Asymmetric Metal-dielectric Meta-cylinders and their Potential Applications from Engineering Scattering Patterns to Spatial Optical Signal Processing.

We propose a novel type of bi-anisotropic hybrid metal-dielectric structure comprising dielectric and metallic cylindrical wedges wherein the composite meta-cylinder enables advanced control of electric, magnetic and magnetoelectric resonances. We establish a theoretical framework in which the electromagnetic response of this meta-atom is described through the electric and magneticmultipole moments. The complete dynamic polarizability tensor, expressed in a compact form, is derived as a function of the Mie scattering coefficients. Flexibility in the design makes the proposed meta-cylinder a viable candidate for various applications in the microscopic (single meta-atom) and macroscopic (metasurface) levels. We show that the highly versatile bi-anisotropic meta-atom is amenable to being designed for the desired electromagnetic response, such as electric dipole-free and zero/near-zero (backward and forward) scattering at the microscopic level.

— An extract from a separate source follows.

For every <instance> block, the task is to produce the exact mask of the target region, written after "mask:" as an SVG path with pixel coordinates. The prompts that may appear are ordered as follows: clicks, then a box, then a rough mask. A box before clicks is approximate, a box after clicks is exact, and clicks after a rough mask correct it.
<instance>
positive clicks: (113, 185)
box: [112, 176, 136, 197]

In addition, we show that the azimuthal asymmetry gives rise to normal polarizability components which are vital elements in synthesizing asymmetric Optical Transfer Function (OTF) at the macroscopic level.We conduct a precise inspection, from the microscopic to the macroscopic level, of the metasurface synthesis for emphasizing on the role of normal polarizability components for spatial optical signal processing. It is shown that this simple two-dimensional asymmetric meta-atom can perform first-order differentiation and edge detection at normal illumination.The results reported herein contribute toward improving the physical understanding of wave interaction with artificial materials composed of asymmetric elongated metal-dielectric inclusions and open the potential of its application in spatial signal and image processing.